So, you know, it wasn't till I kind of really gave it, it's the, the importance that it deserved that I kind of went down this path of writing my book and things like that. but like I said, it took me an embarrassingly long time to actually realize that.

So, you know, when it comes to IAM access, you know, it really is the, the important thing in your permissions kind of, design and set up, you know, and we talk a little bit more. think we touched on a bit that, you know, identity is a new perimeter. You know, we touched on networks before and it used to be the network was a perimeter and, you really spent a lot of time designing your networks, protecting your networks, ensuring things that weren't publicly accessible.

And I don't feel like we've done the same thing to our identities yet. I think it's getting better. I think we're seeing it a lot more in terms of like data perimeters now that everyone's like, you know, really paying attention to their data.
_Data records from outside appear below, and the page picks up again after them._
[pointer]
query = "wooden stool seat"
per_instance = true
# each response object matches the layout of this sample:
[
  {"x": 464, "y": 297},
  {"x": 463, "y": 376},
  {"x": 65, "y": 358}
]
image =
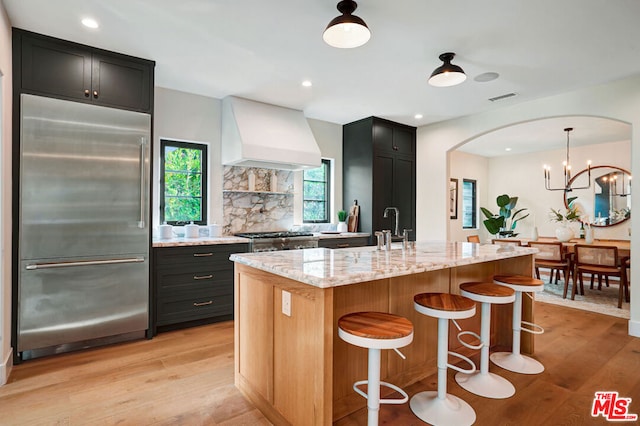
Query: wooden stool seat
[
  {"x": 520, "y": 282},
  {"x": 514, "y": 360},
  {"x": 487, "y": 292},
  {"x": 376, "y": 331},
  {"x": 376, "y": 325},
  {"x": 444, "y": 305},
  {"x": 483, "y": 382}
]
Now we're starting to apply some of those similar concepts, but to the identity, because the reality is in the cloud, the right identity can change the network. The right identity can do whatever it wants. And in AWS terms, that's IAM. That's saying, hey, if you have the ability to create IAM resources, if you have the ability to attach policies to things, you can escalate your privileges and do pretty much whatever you want. Yeah, you might have to jump through a few hoops to get to it, but you can do it.

And, you know… specifically in AWS terms, this is what think permissions boundaries are really meant for. You can use them to do other things, but I the primary use of permissions boundaries is to allow a subset of IAM functionality. Say, hey, you can create a role, for example, for your serverless function, but the role can only do these things.
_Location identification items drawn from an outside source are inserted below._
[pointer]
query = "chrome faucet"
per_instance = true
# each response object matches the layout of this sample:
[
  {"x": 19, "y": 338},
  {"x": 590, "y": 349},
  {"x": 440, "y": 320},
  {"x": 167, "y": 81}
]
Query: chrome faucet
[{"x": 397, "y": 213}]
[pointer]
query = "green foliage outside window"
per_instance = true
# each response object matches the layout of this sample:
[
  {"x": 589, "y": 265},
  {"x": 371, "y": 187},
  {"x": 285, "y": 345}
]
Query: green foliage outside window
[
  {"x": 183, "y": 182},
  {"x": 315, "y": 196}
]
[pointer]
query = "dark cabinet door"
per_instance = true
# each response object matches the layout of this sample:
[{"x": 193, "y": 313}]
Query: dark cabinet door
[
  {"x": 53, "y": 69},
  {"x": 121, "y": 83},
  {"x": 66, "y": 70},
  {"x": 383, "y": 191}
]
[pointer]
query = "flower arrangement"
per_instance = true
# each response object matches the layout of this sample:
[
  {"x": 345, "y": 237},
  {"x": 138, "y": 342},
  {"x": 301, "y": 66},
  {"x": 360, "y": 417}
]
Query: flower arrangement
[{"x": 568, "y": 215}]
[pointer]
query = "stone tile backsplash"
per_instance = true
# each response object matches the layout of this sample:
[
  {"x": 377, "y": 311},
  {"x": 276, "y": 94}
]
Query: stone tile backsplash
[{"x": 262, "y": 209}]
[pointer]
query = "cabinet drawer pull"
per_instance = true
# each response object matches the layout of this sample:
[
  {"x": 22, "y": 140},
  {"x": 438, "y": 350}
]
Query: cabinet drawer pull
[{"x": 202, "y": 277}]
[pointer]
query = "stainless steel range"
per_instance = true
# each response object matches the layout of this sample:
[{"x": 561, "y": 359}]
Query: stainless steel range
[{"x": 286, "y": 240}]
So it's that kind of… second layer of defense instead of saying, here you go, you can just create IM functions because I know you need to do it for your service application. So there are ways to mitigate this. They're not necessarily easy to do.

In this case, in this example specifically, I'd say a much easier solution would be to give developers or teams their own AWS accounts and just say, hey, it's your account. If you do something silly in it, well, you'll have to clean up your own mess.

Unfortunately, if you're in an environment where you have multiple teams, you can't really do that or you won't have much fun if you do do that. So yeah, this is the thing where you have to treat it with the respect it deserves and probably spend some time setting it up in a way that makes sense.

Host: So I think, you touched on again, like the boundary, defining your boundary and also maybe like having data parameter and things like that so that you are, even though you are providing permissions to someone to, let's say, create role or something like that, they have a boundary even for that, like what type of roles they can create or what type of permissions they can assign to those roles. So that in a way helps you keep a check on what's going on in your IAM.

So one of the things that you touched on earlier around like short-term access and limited access and things like that. And the term that folks use is just-in-time versus having permanent access or just-in-case access. And AWS, I think, also has recently open-sourced a library. I think it's called Smart or something, which does just-in-time as well.

Rowan: think it's TEAM. It's an acronym, T-E-A-M.

Host: TEAM, correct, not smart, correct, I was thinking about something else. Thanks for correcting it. Yeah, team. So can you help our audience understand what JIT is and how does that help in the cloud context?

Rowan: Yeah, look, so just-in-time access is, in my mind, a very advanced strategy. Like it's really about reducing that standing access down to as little as possible. And you really have to have like a high level of automation in order to be able to do just-in-time access just-in-time. And so there's very few organizations out there that I have seen that are really ready for this. There are some.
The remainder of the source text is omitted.